The Royal Tenenbaums
review by Cynthia Fuchs, 11 January 2002

Recoveries

Families. Most people spend their lives recovering from them. And most artists spend their lives making art out of them. Case in point: Wes Anderson's work to date, Bottle Rocket, Rushmore, and now, The Royal Tenenbaums. In each film, he has worked through, in increasing detail and with increasing precision, the pains and tribulations that make up families. And lucky for him, it appears that he's found his own sort of spiritual "brother" in Owen Wilson, who has co-written and appeared in all three films. Together, they have dissected, deconstructed, and re-concocted an assortment of too-familiar familial relationships.

Unsurprisingly, this assortment tends to focus on boys and fathers, and the most compelling characters tend to see women as unreachable objects. The Royal Tenenbaums does this again. For all the critical and popular attention being paid to Gwyneth Paltrow's performance as the Tenenbaums' adopted daughter Margot, this is a tale of boys trying not to be men. As such, it's clever and precise, self-conscious enough not to be wholly obnoxious, but treading a borderline from which obnoxiousness is always visible. That's the jokey calculation: the Tenenbaums are on the edge of being tedious, too rich, too New York (though the city is never specified, it's New Yorkish), too affected, too self-absorbed to know that they are any of those things. But the movie knows all, and puts you in the position of knowing all as well.
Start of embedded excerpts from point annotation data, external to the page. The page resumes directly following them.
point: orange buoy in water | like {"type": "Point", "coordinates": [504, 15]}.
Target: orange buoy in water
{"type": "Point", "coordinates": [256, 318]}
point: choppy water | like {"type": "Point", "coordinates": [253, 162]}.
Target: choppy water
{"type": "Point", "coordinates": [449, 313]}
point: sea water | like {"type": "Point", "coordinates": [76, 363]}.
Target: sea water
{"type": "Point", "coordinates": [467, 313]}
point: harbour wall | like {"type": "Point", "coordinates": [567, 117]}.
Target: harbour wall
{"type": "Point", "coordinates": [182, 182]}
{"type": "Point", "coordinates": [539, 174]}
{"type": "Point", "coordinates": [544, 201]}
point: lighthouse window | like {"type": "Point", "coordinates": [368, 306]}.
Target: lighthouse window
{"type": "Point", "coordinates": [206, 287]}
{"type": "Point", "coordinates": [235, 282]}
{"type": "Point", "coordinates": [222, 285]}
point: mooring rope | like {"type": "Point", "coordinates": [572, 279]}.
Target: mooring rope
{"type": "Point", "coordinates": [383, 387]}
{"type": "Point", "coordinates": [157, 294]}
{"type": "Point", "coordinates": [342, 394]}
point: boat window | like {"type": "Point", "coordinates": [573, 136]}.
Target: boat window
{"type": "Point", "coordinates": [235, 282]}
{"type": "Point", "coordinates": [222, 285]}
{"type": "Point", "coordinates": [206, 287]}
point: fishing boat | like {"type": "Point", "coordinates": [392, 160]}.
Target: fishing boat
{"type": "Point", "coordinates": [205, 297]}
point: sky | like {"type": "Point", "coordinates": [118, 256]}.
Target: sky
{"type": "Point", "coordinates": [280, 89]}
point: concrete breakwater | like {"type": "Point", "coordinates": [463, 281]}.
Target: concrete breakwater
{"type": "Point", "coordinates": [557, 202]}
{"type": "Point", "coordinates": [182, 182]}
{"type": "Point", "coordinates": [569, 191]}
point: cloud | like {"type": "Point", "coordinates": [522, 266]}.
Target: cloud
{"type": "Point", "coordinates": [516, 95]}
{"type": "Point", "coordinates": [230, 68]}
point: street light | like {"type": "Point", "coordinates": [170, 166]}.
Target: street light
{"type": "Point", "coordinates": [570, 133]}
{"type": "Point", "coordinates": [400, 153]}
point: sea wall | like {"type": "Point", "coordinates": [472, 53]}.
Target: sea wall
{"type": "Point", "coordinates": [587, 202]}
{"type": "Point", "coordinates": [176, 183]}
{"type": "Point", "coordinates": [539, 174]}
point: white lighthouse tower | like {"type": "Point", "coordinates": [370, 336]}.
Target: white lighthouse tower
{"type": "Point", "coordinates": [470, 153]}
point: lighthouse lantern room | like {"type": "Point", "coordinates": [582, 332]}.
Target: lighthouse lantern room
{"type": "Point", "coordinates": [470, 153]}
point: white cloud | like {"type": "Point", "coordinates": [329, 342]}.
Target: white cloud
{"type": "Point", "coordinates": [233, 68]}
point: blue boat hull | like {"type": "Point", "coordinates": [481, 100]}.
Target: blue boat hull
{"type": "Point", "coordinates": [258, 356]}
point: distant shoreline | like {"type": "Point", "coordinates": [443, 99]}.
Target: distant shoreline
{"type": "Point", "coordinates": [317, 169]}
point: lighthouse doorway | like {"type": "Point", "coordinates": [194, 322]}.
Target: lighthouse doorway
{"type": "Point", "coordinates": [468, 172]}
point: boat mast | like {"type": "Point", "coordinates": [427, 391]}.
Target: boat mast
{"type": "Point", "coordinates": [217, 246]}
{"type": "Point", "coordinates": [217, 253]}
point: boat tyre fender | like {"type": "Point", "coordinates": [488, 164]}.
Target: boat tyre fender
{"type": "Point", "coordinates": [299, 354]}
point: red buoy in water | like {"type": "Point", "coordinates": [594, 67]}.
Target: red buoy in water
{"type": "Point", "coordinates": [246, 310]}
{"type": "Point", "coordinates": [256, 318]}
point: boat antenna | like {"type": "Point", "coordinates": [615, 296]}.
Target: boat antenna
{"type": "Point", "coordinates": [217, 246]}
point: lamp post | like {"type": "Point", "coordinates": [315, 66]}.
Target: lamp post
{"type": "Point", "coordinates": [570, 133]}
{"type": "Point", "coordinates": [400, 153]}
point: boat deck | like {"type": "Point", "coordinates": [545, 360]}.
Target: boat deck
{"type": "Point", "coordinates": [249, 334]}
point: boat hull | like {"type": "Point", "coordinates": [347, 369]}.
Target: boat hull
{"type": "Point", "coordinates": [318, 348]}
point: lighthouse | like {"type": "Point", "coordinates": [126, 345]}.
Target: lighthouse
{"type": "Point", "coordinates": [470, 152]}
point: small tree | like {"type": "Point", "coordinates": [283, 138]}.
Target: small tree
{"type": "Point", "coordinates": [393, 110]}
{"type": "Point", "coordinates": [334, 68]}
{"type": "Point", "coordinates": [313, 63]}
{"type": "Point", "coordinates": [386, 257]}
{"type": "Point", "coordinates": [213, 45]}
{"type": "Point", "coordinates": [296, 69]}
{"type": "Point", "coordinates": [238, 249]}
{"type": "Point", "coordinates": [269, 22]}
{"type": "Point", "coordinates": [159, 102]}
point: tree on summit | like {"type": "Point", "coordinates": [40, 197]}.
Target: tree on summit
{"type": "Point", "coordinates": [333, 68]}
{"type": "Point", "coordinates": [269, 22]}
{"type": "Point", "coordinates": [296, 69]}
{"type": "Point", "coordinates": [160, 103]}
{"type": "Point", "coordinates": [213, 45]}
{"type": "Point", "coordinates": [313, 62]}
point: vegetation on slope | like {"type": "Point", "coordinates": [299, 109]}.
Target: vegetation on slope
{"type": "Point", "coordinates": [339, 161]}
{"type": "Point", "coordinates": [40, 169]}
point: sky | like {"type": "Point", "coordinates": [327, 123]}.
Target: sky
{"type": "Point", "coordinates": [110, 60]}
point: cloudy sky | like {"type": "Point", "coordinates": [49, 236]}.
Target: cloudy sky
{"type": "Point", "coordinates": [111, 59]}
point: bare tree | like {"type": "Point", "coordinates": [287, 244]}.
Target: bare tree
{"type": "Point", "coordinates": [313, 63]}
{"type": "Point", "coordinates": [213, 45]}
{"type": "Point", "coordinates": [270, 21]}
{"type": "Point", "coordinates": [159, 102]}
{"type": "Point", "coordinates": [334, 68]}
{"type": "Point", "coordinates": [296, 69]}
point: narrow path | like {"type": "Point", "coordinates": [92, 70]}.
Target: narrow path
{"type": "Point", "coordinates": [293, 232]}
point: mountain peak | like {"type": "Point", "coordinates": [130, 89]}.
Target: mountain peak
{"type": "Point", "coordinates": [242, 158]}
It's possible to read The Royal Tenenbaums -- so strategic and so smart -- as a smug film. Indeed, it is nothing if not self-conscious. Everything about this movie is strategic, from its selective release schedule (from pre-Xmas limited to early new-year wide) to its stylish frame compositions and snarkily nostalgic soundtrack (including the Beatles, Paul Simon, and Nico). But it's not just strategic; it's also elegant and adroit, conjuring card-boardish, coolly smart-ass characters from whom you might maintain your distance and reserve investment, it also imbues them with vaguely familiar imperfections, so that you are inclined to identify, or at least sympathize, with them.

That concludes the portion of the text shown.